In der Nacht habe ich geträumt, dass unsere Nachbarn aus Neuseeland zurückkommen. Ich empfange sie bei ihrer Haustüre, erkläre ihnen die neusten „Corona-Regeln“ und schenke ihnen zwei Hygienemasken.

„Das Magazin“ Nr. 23 zum Wochenende ist ein „Corona-Erinnerungsheft“ mit 28 Beiträgen verschiedener vom Lockdown Betroffener. Ein Obdachloser, eine Schriftstellerin, ein Ausstellungsmanager und Fachleute aus den Bereichen Pädagogik, Virologie, Epidemiologie, Pathologie und der Krankenpflege, die „an der Front“ arbeiteten, erzählen von ihren Erlebnissen. Auch unsere Bundespräsidentin Simonetta Sommaruga beschreibt, wie sie die grosse Verantwortung in dieser Zeit erlebt hat. Sie sei sehr erleichtert darüber gewesen, dass die Bevölkerung so gut mitmachte und die Massnahmen befolgte. Da sei ihr ein Stein vom Herzen gefallen, sie hätte alle umarmen können.
Ich kann mich noch gut erinnern, wie erschrocken ich am 16. März darüber war, dass ich ungefragt plötzlich zu einer Risikogruppe gehören sollte. Sehr fürsorglich wurde mir dingend empfohlen, zu Hause zu bleiben, um so Leben zu retten. Den täglichen Einkauf sollte mir jemand vor die Türe stellen. Zum Glück liess sich Georg nicht davon abhalten, für uns einzukaufen. Fast jeden Tag fuhren wir abwechselnd in die Stadt zu meiner Praxis.
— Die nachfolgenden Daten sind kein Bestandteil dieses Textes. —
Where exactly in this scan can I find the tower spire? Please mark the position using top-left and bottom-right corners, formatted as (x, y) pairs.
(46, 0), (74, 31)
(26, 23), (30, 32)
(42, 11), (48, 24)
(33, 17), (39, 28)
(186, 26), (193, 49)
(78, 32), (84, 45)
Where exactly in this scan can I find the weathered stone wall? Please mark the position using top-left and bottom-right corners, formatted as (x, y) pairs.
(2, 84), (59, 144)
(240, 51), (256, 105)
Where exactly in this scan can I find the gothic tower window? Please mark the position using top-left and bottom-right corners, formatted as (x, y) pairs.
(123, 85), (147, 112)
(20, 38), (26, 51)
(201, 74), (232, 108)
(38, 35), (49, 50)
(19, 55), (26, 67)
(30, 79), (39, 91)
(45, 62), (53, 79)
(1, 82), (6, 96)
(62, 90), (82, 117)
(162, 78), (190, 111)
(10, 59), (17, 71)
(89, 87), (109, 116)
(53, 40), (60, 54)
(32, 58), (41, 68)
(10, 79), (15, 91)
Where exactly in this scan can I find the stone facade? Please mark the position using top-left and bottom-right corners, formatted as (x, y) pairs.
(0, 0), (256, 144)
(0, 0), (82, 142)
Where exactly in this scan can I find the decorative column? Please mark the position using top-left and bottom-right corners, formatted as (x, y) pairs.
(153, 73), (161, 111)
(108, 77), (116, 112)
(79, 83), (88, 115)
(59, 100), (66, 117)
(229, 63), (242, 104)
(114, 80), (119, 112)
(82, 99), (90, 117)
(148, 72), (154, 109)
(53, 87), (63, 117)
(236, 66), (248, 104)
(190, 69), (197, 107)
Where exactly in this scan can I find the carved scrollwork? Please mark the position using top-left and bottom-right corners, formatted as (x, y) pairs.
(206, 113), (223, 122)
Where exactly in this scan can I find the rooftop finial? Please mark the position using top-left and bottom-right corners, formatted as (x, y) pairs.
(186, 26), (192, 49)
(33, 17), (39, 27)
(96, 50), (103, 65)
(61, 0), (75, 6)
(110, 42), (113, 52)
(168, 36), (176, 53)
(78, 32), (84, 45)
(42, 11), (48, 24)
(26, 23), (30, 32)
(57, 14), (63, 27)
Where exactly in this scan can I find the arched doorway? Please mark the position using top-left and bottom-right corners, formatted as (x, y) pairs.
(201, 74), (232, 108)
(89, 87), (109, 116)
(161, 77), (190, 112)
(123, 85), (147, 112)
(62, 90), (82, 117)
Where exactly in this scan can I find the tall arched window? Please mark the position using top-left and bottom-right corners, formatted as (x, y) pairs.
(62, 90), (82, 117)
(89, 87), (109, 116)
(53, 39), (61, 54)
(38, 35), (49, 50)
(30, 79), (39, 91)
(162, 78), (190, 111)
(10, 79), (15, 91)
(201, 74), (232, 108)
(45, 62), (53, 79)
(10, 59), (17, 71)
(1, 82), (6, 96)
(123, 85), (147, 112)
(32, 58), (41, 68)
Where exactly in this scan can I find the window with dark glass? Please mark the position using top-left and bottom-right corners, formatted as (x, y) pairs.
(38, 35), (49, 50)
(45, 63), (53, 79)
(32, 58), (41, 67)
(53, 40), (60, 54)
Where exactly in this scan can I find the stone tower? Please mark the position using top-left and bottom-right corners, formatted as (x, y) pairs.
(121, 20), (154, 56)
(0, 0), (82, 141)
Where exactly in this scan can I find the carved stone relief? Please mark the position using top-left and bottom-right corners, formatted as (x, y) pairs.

Nie wurden wir von der Polizei angehalten, noch von Nachbarn denunziert. Uns war klar: Solange es keine Schutzmasken gibt, bleibt der Lockdown. Doch der Bundesrat wurde für diese materialorientierte Massnahme erst viel später kritisiert. Ich vermute, dass auch deswegen Frau Sommaruga ein Stein vom Herz plumpste: Alle waren während der anfänglichen Schockstarre brav, niemand ging auf die Barrikaden. Im Unterschied zu anderen Ländern wie Frankreich, Italien und Spanien, war es nicht verboten, das Haus zu verlassen, in der Schweiz blieb es immerhin „nur“ bei einer Empfehlung.    

Eindrucksvoll sind in diesem Magazin auch die Fotos von menschenleeren Zügen, Autobahnen, dem Zürcher Flughafen und Hauptbahnhof.

„Wo ist das Virus hin?“ fragt die Berner Zeitung von gestern. Brachte das Sommerwetter den Plagegeist zum Verschwinden? Studien zeigen einen nur bescheidenen Effekt der warmen Temperaturen. Weitere Forschungsergebnisse bestätigen die gute Wirkung von Masken und Abstandhalten. Nur ein Fünftel aller Infizierten erkrankt schwer. Der Epidemiologe der ETH Lausanne, Marcel Salathé, sagt. „Die Rechnung für die Zukunft ist einfach: Je mehr man lockert, desto besser müssen die Schutzkonzepte greifen.“
Die Restaurantbesitzer*innen sind nicht zufrieden. Bars und Clubs dürfen auch wieder öffnen und haben weniger strenge Vorschriften als Restaurants zu befolgen. Auch das Rotlichtmilieu darf die Arbeit wieder aufnehmen, mit einem gewissen Abstand von Kopf zu Kopf und dem häufigen Wechsel der Leintücher. In den Stadien ist ein Publikum von 10‘000 Menschen erlaubt. Eine meiner Freundinnen findet es bezeichnend, dass sich wieder mal die Lobby der Machos in Bezug auf Fussball und Sex durchgesetzt hätte.

Estelle schaut für die kommende Woche wieder in die Karten: „It’s all about love!“ Wir werden uns von etwas verabschieden, von der Dunkelheit nach vorne ins Licht gehen. Wir werden Geschenke erhalten oder geben, innere Entscheidungen treffen, die unserem Herzen guttun. Die Engel sagen wieder mehrmals: „Yes!“ Wir sollen uns keine Sorgen machen, wir werden es schaffen!  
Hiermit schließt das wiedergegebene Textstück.